LAS VEGAS — Independent supermarkets have a big opportunity as Wal-Mart expands its mission to reach new types of customers, according to presenters at the National Grocers Association annual conference here last week.
“They're trying to reinvent themselves,” Steve Dillard, vice president, corporate sales and business development at Kansas City, Kan.-based Associated Wholesale Grocers, said of Wal-Mart. “But independent retailers can beat Wal-Mart at things they're not as strong in.”
The reinvention results from Bentonville, Ark.-based Wal-Mart Stores' need to attract higher-income customers to ensure ongoing growth, he said, noting that Wal-Mart is underdeveloped with households earning $70,000 or more.
That has led Wal-Mart to unveil a number of recent initiatives, Dillard said, including:
Launches of more upscale Neighborhood Market units in select locations. These have enhanced signage and in-store meat cutting through leasing of meat areas to local butcher shops.
Upgrades of supercenters to draw more higher-income customers. These now have a cleaner, streamlined look with less clutter.
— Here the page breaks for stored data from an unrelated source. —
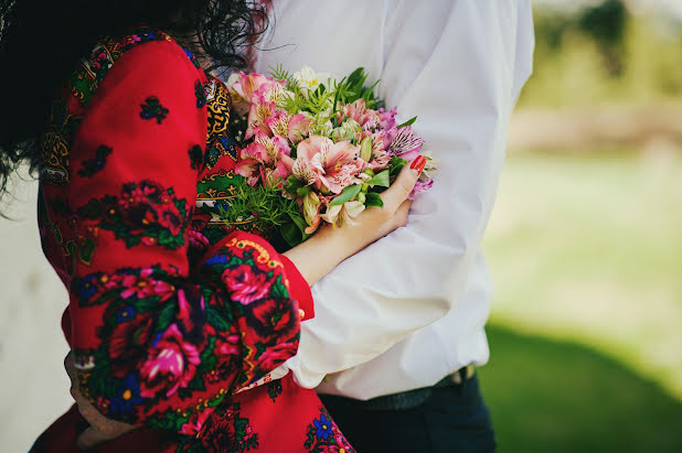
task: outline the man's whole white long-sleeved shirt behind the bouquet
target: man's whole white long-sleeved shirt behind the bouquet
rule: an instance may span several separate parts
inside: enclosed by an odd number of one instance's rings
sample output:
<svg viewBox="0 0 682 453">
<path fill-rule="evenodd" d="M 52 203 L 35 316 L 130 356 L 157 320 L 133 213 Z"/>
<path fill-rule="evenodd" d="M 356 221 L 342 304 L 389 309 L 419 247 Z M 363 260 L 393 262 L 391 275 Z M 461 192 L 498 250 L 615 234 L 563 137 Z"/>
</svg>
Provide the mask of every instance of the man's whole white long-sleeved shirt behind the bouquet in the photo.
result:
<svg viewBox="0 0 682 453">
<path fill-rule="evenodd" d="M 531 74 L 530 0 L 275 0 L 255 68 L 363 66 L 439 163 L 408 225 L 315 284 L 286 367 L 303 387 L 369 399 L 434 385 L 489 350 L 481 237 L 516 97 Z M 341 371 L 341 373 L 338 373 Z"/>
</svg>

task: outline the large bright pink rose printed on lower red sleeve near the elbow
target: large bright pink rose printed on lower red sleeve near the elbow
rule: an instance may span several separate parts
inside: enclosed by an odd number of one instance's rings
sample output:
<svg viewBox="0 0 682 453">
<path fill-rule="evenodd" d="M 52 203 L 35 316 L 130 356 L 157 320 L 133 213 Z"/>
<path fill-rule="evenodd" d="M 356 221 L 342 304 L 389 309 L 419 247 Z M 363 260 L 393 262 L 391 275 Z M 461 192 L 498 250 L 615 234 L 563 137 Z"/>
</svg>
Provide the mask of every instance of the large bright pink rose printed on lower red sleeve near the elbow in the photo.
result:
<svg viewBox="0 0 682 453">
<path fill-rule="evenodd" d="M 166 397 L 171 397 L 190 384 L 200 362 L 196 347 L 182 338 L 177 324 L 171 324 L 140 369 L 140 395 L 156 398 L 164 391 Z"/>
</svg>

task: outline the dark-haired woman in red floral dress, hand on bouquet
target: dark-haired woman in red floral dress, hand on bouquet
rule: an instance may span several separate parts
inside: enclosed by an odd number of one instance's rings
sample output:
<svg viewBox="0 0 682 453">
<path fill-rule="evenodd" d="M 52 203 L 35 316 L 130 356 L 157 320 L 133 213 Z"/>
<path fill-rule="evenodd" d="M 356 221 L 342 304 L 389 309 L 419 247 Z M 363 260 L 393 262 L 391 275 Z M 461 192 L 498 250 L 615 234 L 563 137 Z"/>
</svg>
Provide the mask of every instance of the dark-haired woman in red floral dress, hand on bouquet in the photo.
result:
<svg viewBox="0 0 682 453">
<path fill-rule="evenodd" d="M 228 181 L 235 160 L 206 62 L 242 66 L 262 12 L 54 3 L 0 3 L 0 186 L 22 161 L 39 170 L 41 240 L 70 293 L 77 407 L 33 450 L 349 451 L 315 391 L 290 377 L 258 384 L 296 353 L 309 285 L 405 224 L 418 163 L 359 226 L 284 255 L 226 231 L 194 209 L 230 196 L 210 183 Z"/>
</svg>

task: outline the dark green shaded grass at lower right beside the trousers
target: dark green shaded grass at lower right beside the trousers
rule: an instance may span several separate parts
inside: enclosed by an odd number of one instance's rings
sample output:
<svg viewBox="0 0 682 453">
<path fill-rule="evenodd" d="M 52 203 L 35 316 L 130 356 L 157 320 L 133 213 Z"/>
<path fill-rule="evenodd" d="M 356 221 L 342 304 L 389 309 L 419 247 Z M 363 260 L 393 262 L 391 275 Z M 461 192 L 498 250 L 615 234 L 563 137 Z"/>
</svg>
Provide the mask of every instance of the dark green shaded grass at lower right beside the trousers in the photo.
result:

Reformulations of the Great Value brand to improve quality.
Dillard urged independents to improve their competitiveness pursuing special-event merchandising, employing non-traditional sales events and differentiating with fresh departments.
Glenn Richey, assistant professor of marketing and supply chain, University of Alabama, said Wal-Mart's reinvention could threaten ties to its existing customer base.
“I think they're losing their way with a group of core customers,” he said. “They are disenfranchising a lot of customers.”